Participants all over the world turned off lights and electronics March 28 during Earth Hour, an annual event urging people to show respect for the planet.
The city said most of Columbia participated in the event, and the most reduction came from Western Columbia.
The 1 percent reduction is consistent with numbers from the past four years.
If residents missed out on Earth Hour, the city said people can still conserve energy to aid the CoMo Energy Challenge, a competition against 49 other cities to win the $5 million Georgetown University Energy Prize.
The multi-million dollar award goes to the city that can reduce the most energy.
"Even though we are competing against other cities, we're really just comparing ourselves to the numbers we achieved in 2013 and 2014," City of Columbia Sustainability Educator Brenna Reed said.
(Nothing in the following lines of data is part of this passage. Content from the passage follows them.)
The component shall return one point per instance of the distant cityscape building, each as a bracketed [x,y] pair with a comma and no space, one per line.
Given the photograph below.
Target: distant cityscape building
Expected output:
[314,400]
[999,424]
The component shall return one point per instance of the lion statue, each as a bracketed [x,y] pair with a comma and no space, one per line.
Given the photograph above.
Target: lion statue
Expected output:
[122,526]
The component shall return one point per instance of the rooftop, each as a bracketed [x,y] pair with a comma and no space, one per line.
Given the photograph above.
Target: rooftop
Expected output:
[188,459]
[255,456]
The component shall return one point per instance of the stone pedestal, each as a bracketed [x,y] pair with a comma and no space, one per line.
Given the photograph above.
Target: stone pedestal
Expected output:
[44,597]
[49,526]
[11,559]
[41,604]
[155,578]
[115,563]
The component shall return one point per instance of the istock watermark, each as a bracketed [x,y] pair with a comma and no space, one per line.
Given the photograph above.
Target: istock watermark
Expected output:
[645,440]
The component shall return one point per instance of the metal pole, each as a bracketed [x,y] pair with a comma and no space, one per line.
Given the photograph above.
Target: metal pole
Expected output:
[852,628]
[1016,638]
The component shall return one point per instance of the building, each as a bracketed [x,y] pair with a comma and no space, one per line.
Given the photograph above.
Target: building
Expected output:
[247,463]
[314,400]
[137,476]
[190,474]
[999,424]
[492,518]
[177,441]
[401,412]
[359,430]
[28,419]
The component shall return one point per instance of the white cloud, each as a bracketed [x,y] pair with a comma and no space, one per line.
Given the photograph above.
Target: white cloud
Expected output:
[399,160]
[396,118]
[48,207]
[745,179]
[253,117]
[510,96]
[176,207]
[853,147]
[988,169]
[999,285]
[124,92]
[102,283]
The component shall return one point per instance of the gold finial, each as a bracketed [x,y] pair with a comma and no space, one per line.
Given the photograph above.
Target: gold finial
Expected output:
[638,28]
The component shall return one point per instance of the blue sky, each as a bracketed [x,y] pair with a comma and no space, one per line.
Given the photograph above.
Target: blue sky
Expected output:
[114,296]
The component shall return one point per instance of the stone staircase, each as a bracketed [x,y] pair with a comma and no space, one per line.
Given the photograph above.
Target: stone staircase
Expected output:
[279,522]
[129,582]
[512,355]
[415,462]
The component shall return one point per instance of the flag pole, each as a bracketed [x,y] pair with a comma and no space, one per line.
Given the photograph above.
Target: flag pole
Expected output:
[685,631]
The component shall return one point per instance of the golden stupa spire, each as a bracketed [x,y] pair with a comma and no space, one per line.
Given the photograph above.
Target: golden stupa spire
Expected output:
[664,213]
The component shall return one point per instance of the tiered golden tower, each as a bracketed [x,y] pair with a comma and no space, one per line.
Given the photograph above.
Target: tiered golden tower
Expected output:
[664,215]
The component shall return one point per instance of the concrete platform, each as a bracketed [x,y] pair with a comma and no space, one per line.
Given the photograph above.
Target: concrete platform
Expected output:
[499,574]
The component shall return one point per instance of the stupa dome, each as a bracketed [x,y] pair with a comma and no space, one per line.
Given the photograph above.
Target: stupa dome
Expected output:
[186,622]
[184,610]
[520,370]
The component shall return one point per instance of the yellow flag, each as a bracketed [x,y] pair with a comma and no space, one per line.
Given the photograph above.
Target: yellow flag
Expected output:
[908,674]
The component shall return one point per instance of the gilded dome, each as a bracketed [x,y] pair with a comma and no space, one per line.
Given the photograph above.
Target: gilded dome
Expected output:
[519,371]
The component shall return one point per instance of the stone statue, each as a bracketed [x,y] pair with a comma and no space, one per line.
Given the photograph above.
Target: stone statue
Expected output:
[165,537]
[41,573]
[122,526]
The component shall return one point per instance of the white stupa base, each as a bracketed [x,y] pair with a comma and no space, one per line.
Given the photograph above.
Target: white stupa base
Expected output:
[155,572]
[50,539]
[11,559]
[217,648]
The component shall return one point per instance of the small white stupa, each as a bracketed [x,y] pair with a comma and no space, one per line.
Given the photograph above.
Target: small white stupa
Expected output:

In May, the city will get an idea of how it stacks up against competitors. The city will report its first quarter data to Georgetown, and the university will compare it against the other 49 cities.
All data will be weather normalized.
Reed said the city is currently asking residents how they would like the city to spend the $5 million prize if it wins.
She said the money has to be spent on projects that would improve energy efficiency in Columbia. For example, Reed said the money could be spent on things like LED streetlights, neighborhood loans to allow people to make energy efficient improvement to their homes, and assistance to non-profits supporting energy efficiency.